La cour du travail relève que dans cet arrêt la Cour de cassation suit la position adoptée depuis son arrêt du 23 décembre 2002, étant qu’il ne peut y avoir requalification qu’en présence d’éléments incompatibles avec la qualification retenue par les parties. Reprenant une doctrine très récente (J. Demer et alii, « Aspects de la preuve en droit de la sécurité sociale – approche transversale – particularités de la preuve en droit de la sécurité sociale », Regards croisés sur la sécurité sociale, CUP, Anthemis, 2012, 406), elle précise que l’incompatibilité ne doit pas nécessairement résider dans un seul élément qui permet d’exclure le contrat d’entreprise mais qu’elle peut ressortir d’éléments, qui, pris ensemble, autorisent cette exclusion. Il y a alourdissement du fardeau de la preuve dans le chef de la partie qui souhaite voir écarter la qualification conventionnelle.

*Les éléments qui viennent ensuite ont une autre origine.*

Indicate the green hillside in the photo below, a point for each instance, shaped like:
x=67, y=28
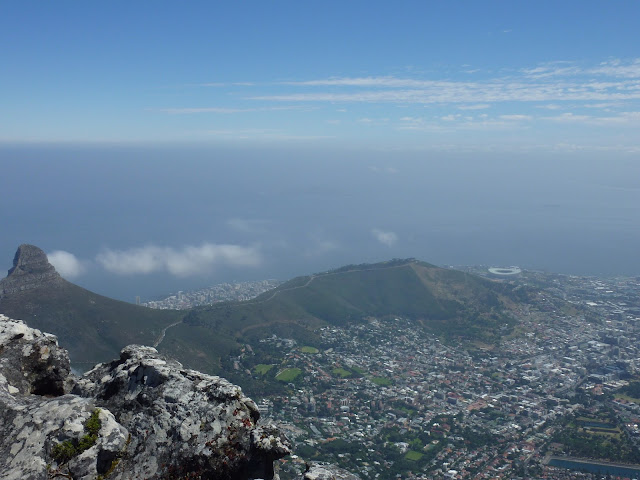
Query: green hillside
x=454, y=305
x=91, y=327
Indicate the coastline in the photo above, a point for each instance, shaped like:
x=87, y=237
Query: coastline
x=603, y=463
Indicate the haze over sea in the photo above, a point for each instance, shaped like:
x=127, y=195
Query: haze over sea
x=150, y=150
x=142, y=220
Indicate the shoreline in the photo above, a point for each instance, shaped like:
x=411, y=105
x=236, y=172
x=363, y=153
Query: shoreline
x=604, y=463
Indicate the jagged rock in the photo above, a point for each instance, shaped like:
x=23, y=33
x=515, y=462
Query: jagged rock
x=157, y=419
x=31, y=269
x=182, y=421
x=319, y=471
x=32, y=361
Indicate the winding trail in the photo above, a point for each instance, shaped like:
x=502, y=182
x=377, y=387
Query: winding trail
x=164, y=332
x=277, y=292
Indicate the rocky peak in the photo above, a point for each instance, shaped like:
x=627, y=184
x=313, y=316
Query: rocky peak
x=31, y=269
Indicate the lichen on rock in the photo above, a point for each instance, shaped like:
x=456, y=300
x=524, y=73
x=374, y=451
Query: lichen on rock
x=157, y=419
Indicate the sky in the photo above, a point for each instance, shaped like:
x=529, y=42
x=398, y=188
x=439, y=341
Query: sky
x=167, y=145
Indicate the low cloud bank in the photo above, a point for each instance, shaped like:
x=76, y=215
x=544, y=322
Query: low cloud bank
x=184, y=262
x=67, y=264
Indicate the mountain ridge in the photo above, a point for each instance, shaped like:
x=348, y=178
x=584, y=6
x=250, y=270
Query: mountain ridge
x=94, y=328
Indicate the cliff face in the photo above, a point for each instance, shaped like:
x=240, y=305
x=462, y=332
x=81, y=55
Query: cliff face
x=31, y=269
x=141, y=416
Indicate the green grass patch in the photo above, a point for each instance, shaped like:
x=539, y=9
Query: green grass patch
x=65, y=451
x=288, y=375
x=341, y=372
x=262, y=368
x=382, y=381
x=307, y=349
x=413, y=455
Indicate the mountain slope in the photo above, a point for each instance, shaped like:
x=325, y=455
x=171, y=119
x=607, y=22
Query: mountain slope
x=446, y=302
x=92, y=327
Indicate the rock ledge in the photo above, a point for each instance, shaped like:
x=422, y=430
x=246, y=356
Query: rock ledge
x=158, y=420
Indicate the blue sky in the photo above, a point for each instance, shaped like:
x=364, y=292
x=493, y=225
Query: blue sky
x=443, y=75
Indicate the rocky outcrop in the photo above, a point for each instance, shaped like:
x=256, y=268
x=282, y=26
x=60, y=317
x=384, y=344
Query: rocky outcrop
x=141, y=416
x=325, y=471
x=31, y=269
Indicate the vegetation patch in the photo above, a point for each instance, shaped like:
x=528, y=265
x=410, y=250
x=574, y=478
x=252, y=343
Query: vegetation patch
x=413, y=455
x=341, y=372
x=288, y=375
x=65, y=451
x=307, y=349
x=596, y=437
x=382, y=381
x=262, y=368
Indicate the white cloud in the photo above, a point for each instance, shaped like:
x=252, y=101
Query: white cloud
x=515, y=117
x=384, y=237
x=248, y=225
x=480, y=106
x=187, y=261
x=67, y=264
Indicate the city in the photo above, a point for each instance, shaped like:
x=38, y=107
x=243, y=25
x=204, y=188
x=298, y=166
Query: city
x=383, y=398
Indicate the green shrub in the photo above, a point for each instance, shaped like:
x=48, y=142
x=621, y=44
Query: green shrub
x=65, y=451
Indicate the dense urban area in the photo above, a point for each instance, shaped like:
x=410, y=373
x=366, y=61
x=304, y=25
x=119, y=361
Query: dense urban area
x=385, y=399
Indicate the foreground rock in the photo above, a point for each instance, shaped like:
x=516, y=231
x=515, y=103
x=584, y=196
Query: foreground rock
x=142, y=416
x=327, y=472
x=31, y=269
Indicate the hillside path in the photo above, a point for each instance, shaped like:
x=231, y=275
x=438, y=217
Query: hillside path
x=277, y=292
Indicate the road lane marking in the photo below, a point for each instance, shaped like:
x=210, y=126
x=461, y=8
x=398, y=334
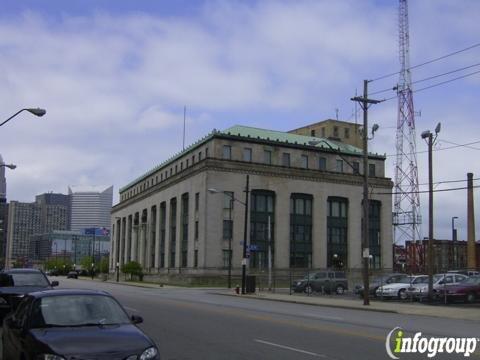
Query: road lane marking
x=321, y=317
x=131, y=309
x=289, y=348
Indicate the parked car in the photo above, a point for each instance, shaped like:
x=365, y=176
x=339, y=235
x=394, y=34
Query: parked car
x=322, y=281
x=467, y=291
x=60, y=324
x=399, y=290
x=420, y=291
x=72, y=275
x=52, y=272
x=465, y=272
x=381, y=280
x=15, y=283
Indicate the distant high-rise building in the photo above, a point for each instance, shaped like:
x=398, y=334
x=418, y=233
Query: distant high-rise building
x=28, y=219
x=3, y=182
x=90, y=207
x=56, y=199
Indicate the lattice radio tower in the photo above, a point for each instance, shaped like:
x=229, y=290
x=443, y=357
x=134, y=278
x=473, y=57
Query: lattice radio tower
x=406, y=219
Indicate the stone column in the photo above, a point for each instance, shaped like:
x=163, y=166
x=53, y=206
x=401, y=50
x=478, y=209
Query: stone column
x=157, y=239
x=471, y=255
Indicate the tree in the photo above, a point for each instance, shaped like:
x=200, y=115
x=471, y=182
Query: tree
x=133, y=268
x=103, y=266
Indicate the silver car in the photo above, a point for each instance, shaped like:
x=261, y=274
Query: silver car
x=420, y=291
x=399, y=290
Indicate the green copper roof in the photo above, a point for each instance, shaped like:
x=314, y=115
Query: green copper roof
x=261, y=134
x=279, y=136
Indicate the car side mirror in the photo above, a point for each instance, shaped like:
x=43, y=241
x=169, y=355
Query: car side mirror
x=136, y=319
x=14, y=324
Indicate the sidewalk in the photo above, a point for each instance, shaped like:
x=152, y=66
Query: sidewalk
x=422, y=309
x=450, y=312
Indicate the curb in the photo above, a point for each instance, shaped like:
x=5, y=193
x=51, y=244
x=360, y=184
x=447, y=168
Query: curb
x=294, y=301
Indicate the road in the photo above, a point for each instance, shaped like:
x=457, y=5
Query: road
x=199, y=324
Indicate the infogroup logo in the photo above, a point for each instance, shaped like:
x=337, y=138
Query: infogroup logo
x=397, y=343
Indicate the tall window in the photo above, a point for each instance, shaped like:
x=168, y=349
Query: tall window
x=374, y=242
x=227, y=152
x=227, y=215
x=267, y=156
x=262, y=210
x=304, y=161
x=356, y=167
x=340, y=165
x=163, y=221
x=337, y=233
x=322, y=163
x=153, y=236
x=301, y=230
x=184, y=229
x=197, y=201
x=247, y=154
x=173, y=230
x=226, y=258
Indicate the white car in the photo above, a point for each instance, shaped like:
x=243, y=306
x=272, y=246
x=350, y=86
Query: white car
x=399, y=290
x=420, y=291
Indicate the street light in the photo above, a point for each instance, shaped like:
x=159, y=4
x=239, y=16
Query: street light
x=37, y=112
x=365, y=225
x=454, y=240
x=232, y=199
x=428, y=137
x=244, y=259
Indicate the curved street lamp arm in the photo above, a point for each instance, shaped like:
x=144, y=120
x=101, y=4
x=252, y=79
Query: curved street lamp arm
x=36, y=112
x=355, y=171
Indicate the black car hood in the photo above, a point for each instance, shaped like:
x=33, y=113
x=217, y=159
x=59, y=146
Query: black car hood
x=94, y=342
x=19, y=290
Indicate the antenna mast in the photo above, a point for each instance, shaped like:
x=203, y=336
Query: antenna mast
x=406, y=216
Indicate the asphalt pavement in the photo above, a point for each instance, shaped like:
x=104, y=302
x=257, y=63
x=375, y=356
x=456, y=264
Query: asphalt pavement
x=199, y=323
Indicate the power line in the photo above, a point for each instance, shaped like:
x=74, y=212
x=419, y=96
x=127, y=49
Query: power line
x=437, y=84
x=428, y=78
x=445, y=148
x=428, y=62
x=424, y=191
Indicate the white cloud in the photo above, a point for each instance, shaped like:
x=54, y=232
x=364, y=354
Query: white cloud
x=114, y=84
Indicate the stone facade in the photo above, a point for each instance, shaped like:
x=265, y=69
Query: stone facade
x=171, y=223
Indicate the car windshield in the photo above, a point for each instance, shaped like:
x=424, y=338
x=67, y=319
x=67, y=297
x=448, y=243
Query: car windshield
x=77, y=310
x=474, y=280
x=29, y=279
x=421, y=280
x=312, y=276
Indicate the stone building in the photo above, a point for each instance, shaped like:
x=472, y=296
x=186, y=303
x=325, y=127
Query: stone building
x=307, y=190
x=337, y=130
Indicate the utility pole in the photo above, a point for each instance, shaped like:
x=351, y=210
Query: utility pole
x=365, y=102
x=245, y=236
x=428, y=137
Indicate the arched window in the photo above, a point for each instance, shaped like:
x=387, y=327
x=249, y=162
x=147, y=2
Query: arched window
x=262, y=210
x=301, y=230
x=337, y=232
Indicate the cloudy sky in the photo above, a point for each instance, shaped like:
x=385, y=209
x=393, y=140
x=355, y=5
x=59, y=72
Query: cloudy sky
x=114, y=77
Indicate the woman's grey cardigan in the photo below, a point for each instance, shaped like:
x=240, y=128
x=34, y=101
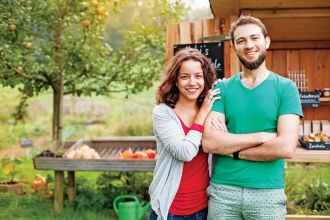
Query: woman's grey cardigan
x=173, y=148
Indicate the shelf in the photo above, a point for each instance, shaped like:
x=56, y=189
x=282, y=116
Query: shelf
x=317, y=156
x=325, y=101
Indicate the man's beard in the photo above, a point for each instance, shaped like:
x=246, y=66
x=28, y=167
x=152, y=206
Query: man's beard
x=254, y=64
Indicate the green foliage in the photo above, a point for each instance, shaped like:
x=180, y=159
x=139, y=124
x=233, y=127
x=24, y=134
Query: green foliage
x=60, y=45
x=29, y=207
x=308, y=195
x=8, y=166
x=113, y=184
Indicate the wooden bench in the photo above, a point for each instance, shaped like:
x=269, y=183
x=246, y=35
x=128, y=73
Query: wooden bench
x=108, y=149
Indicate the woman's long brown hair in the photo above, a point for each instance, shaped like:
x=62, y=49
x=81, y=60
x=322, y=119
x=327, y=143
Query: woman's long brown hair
x=168, y=92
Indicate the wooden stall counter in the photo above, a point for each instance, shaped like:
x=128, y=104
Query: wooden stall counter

En l’espèce, la cour va dès lors examiner si les éléments invoqués pour justifier l’existence du lien de subordination constituent ou non la manifestation ou la possibilité de l’exercice de l’autorité patronale, inconciliable avec un simple contrôle et la communication d’instructions, qui caractérisent le contrat d’entreprise.

Reprenant les éléments de fait, tels qu’ils ressortent de l’enquête de l’ONSS, la cour retient que de très nombreuses contraintes pesaient sur les transporteurs tant pour ce qui est de l’organisation du travail que du temps du travail. L’absence de liberté est retenue et la cour puise encore dans les modalités de rétribution des indices supplémentaires, l’autorisant à exclure la qualification de contrat d’entreprise.

Elle ordonne cependant la réouverture des débats en ce qui concerne le montant des cotisations.

Intérêt de la décision

Cet arrêt est rendu après l’arrêt de la Cour de cassation du 23 mai 2011 et réexamine essentiellement à la lumière des critères prépondérants actuellement retenus les éléments inconciliables en l’espèce avec un contrat d’entreprise. L’on notera que la cour retient essentiellement les indices tirés de l’organisation du temps de travail et de l’organisation du travail lui-même.